Unit-Linked Life Assurance

Unit-Linked Life Assurance (UL) is a form of whole-life insurance in which the return on the policy is determined entirely by the performance of mutual funds or other permissible underlying securities.

What is an offshore portfolio bond?

Portfolio bonds are at times referred to as “insurance wrappers”. This stems from the fact that a portfolio bond literally “wraps” the protective legal shield of a variable life insurance policy around an investment portfolio. The structure thus combines a life insurance contract and a bank account to create a holding vehicle through which investors can allocate and manage their funds in many different investment strategies.

A UL policy or “Portfolio Bond” combines the advantages of an investment vehicle with those of an insurance policy, namely tax advantages and access to offshore securities and mutual funds.


Individuals, a company, or trustees can own a UL policy. The policy can be arranged on a single life, joint life or on a multiple life basis. The policies are normally available to anyone aged 18 or over, other than residents of the insurance company’s domiciled jurisdiction.

Investment flexibility

Normally 100% of your money is allocated to units in the fund or funds of your choice. Many offshore insurance companies allow your existing shareholdings to be transferred straight into the UL policy. In general, the units allocated to your policy can be switched between available investments at any time as financial requirements change over time without incurring capital gain taxes or administrative charges. The policy can be denominated in all major currencies.

Access to capital

A UL policy can be partially or totally encashed at any time, allowing access to capital whenever it is needed.

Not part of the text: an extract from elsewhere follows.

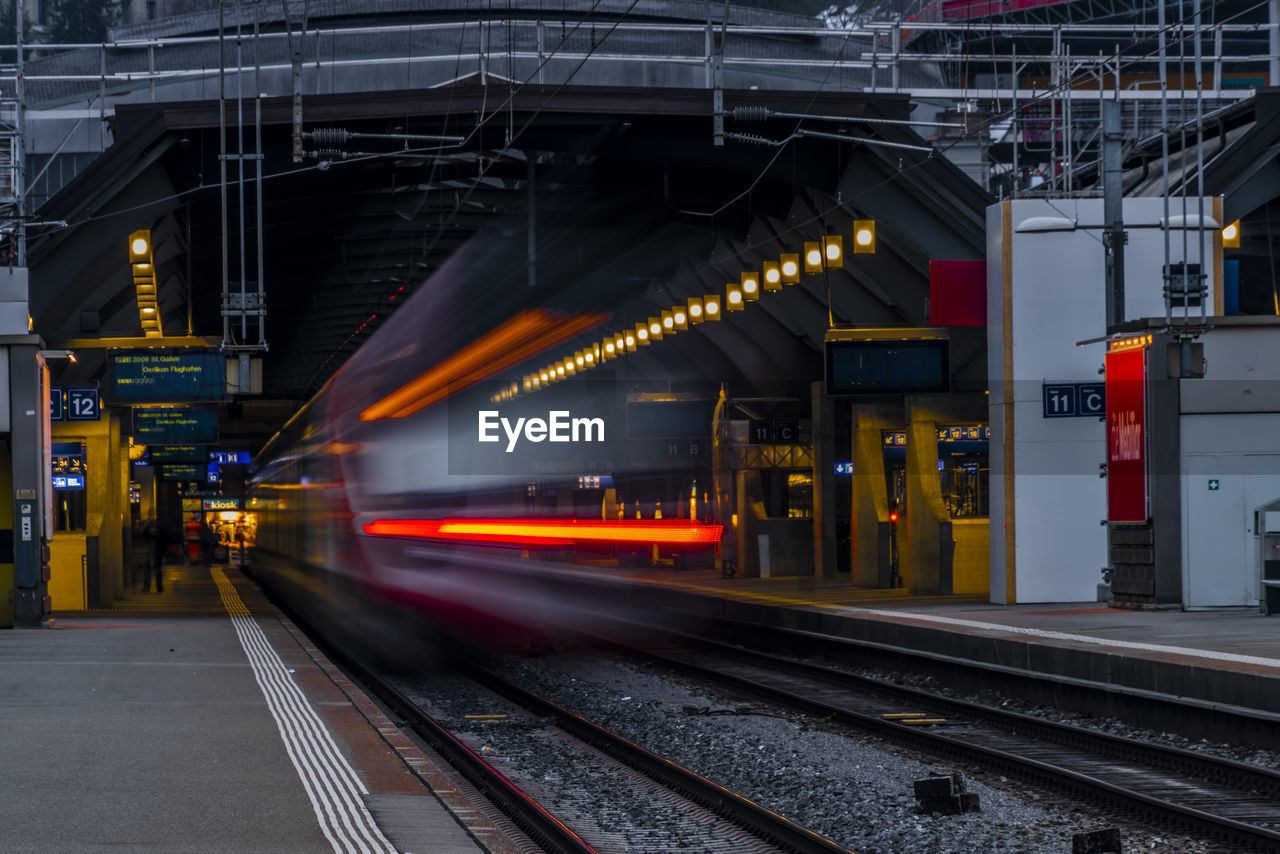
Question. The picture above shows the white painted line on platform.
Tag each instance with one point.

The policy can also be used to provide an automatic regular income.

Valuable benefit at death

Offshore insurers underwriting UL policies generally pay a death benefit equal to 101-105% of the encashment value of the policy at that time. Additional life cover is available. Under a joint life policy, death benefits are paid out on the last death.

Tax efficient

The offshore insurers Nordica represents underwriting UL policies are currently not liable to any form of tax in respect of income and gains on policyholder’s funds. Over the long term, this tax exemption enables the policyholder’s assets to accumulate faster. Certain investment income may however be subject to a tax deduction at source in its country of origin.

U.S. Citizens and Residents

A UL policy does not qualify as a life insurance policy or an annuity contract for U.S. tax purposes. Thus, incremental increases in the policy’s cash value would be subject to current federal income taxation and death benefit proceeds would not be excludable from the recipient’s income.

Typical jurisdictions where you find insurers underwriting Unit-Linked Life Assurance policies are; Isle of Man, Guernsey, Luxembourg and Switzerland.